By Tim Baynes, Director of the Scottish Moorland Group
The shooting community was pleased to see the press release from RSPB, Scottish Raptor Study Groups and the Scottish Wildlife Trust calling for a progressive partnership. The press release marks a welcome change from some of the recent comment and allegations and backs up our community’s approach, embodied in the set of proposals put to the ECCLR Committee on 19th May and noted in the Committee’s decision on 23rd May to write to the Cabinet Secretary.
All six organisations have working relationships with RSPB, SRSG and SWT in certain areas and we are all conservationists – we just take different management approaches. Many raptor study volunteers help estates and vice versa. We work with RSPB on many projects, for instance the South Scotland Golden Eagle Project, and we have a long standing relationship with SWT. There is much more to unite than to divide, but we do need to resolve the issue of bird of prey persecution and put it into context.

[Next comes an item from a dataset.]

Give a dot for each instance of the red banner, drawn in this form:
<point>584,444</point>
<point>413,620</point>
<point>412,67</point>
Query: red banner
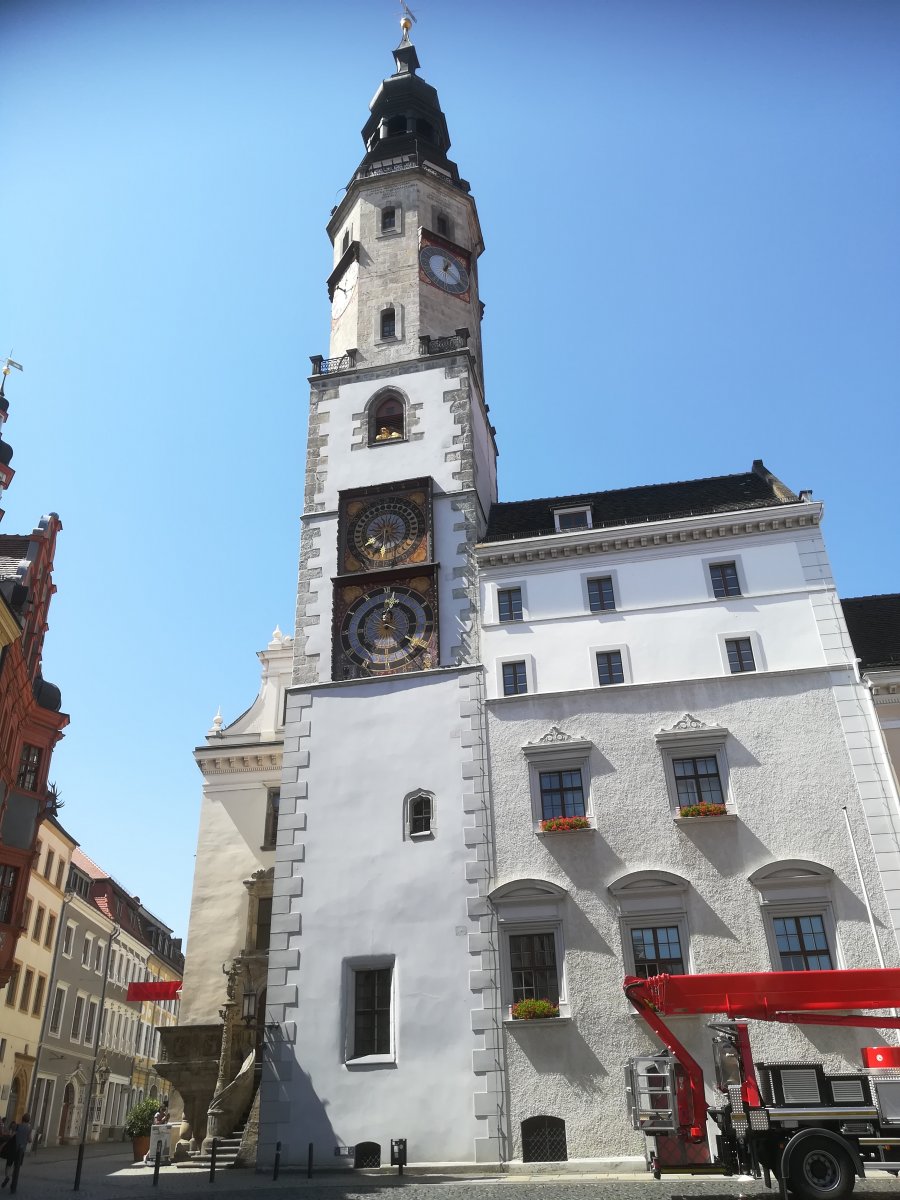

The issue is not one of raptor “body counts” which all acknowledge is now at a historically low level. It is about what might be happening unseen, with areas of relatively low populations of certain raptor species raising suspicion. We are very keen to work with SNH, and any other organisation with constructive intentions, to find out more about these areas and have welcomed the Government’s satellite-tagging review to get clarity on all the conflicting facts and comment.
We have been disappointed at the muddled thinking behind the petition for a licensing system. Initially it was for all types of game shooting, but soon became clear that it was really another attack on driven grouse moors. The idea of licensing specific types of shoot management or parts of land holdings in multiple use has not been thought through either in terms of practicality, collateral impact, unintended consequences or even whether it would hit the target specifically identified by the Cabinet Secretary in her letter to the ECCLR Convenor of 7th March. The set of proposals put forward by our sector were to home in on the difficulty of evidence and enforcement which has been elusive. The solution to that is prevention, working with police, SNH and any other expert body such as RSPB and SRSG. A storm of media coverage is trying to put pressure on Government to implement yet more regulation but that is the wrong solution. To be clear we wholeheartedly believe that a combined strategy of punishment and prevention is the most effective way forward. This would be in keeping with the view of Police Scotland in relation to all forms of crime.
If there is to be a genuine partnership, there does need to be an understanding that driven grouse shooting is an important land use in specific parts of Scotland, with benefits for many species such as waders (the subject of a major new national conservation project) black grouse and white hares – all protected species. It is also important for rural investment, jobs and tourism which are of lesser concern to organisations with a focus on birds, but vitally important in the wider world. Those public benefits only come with proactive management. Walked up grouse shooting is not a solution; it may look nice superficially and is certainly an important part of our community, but it cannot generate the income necessary to pay for long-term, sustainable moorland conservation; it is often a stage in the progression towards loss of birdlife, as can be seen only too clearly on the abandoned moors in south west Scotland or Wales. We want the opportunity to explain these facts in a calm atmosphere so welcome the idea of a constructive partnership which could build for instance on the solid work of Scotland’s Moorland Forum. We also have the model of the SNH led raptor survey protocol signed in 2016 by RSPB and SRSG, which although adherence was not 100% is still a workable model, setting out what is expected of all parties, and the ability to learn lessons from it.
There needs to be a pause for reflection in the current social media frenzy. Raptor incidents are at a historically low level. There have been difficult issues with historic cases not coming to court and a more recent problem with adherence to GL restriction order and there will be incidents which the law will deal with as appropriate, but the underlying situation has never been better and we cannot risk letting extremists force their agenda on upland management policy, which is so important for Scotland.
We look forward to arranging a scoping meeting to discuss how such a partnership can be structured.